I’ve found the Jewish girl of my dreams. She’s my eshet chayil, a relentless balabusta, and on top of it all, a savvy businesswoman. But… The other day, we were talking about celebrity crushes and she chose — wait for it — Liam Hemsworth. WTF?!

Nothing against Mr. Hemsworth. By all means, he’s a great looking dude, but he’s an archetypal shaygetz nonetheless. Arielle, I’m short, I’ve got a schnoz, and I’m just Jew-ey all around. I know she loves me, but I can’t help but feel insecure. What should I do? I haven’t stopped thinking about it ever since, and when she asks me why I’m acting weird, I don’t know what to say! 


Ugly Jew

Hey, Bubbela 

You came to the right place because I too have felt like a green M&M, though I’m not sure if you’re green with envy or jealousy. Envy is wanting something that someone else has, and jealousy is the fear that something, or in this case, someone, will be stolen right under your massive schnoz. Neverminding the semantics, what’s important is that while Liam Hemsworth might be taller, darker, and subjectively more handsome than you, we mustn’t forget what they say… the bigger the schnoz, the bigger the schlong!

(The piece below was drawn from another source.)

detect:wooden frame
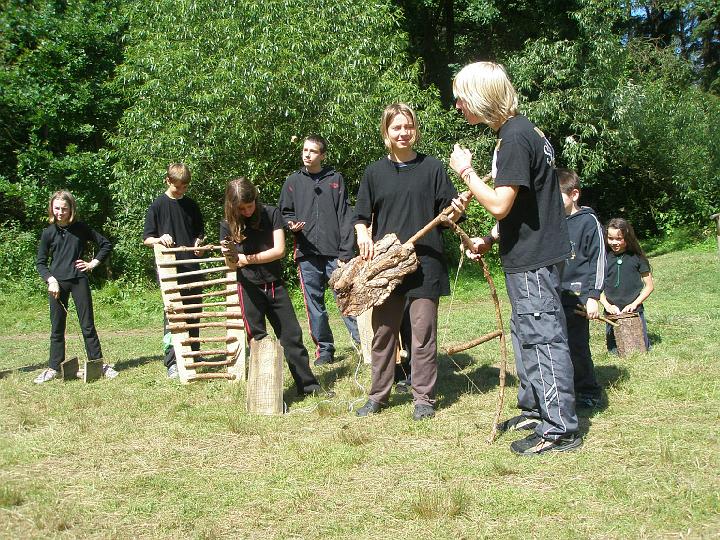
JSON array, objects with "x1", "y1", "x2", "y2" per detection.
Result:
[{"x1": 153, "y1": 244, "x2": 246, "y2": 384}]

You conveniently neglected to share who your celebrity crush is, but I can make do with what you’ve given me. And that would be a small dose of internalized antisemitism. Get outta here with that “just Jew-ey all around” self-description! Obviously you’ve got a self-confidence issue, and to that I must remind you — someone else’s beauty does not detract from your own. Your eshet chayil doesn’t even like Liam for his personality, because she doesn’t know him like she knows you — she just wants to lick his abs! And what use is a sack of bones without a “Jew-ey” neshama to fall in love with? 

So the Jewish girl of your dreams gets wet for a sheigetz who looks nothing like you — that simply illustrates how much of a fantasy her attraction to Liam is. For example, I have a crush on Danny Devito, and frankly, I won’t be expanding on that. My advice to you, sweet Ugly Jew, is to confront your insecurity and confide in your lover. It’s an uncomfortable conversation that needs to be had lest a resentment builds a Tower of Babel whose ultimate fate was destruction. There’s a metaphor here about speaking the same language and the importance of communication, but I’m too busy daydreaming and drooling over Danny Devito to really put that one together.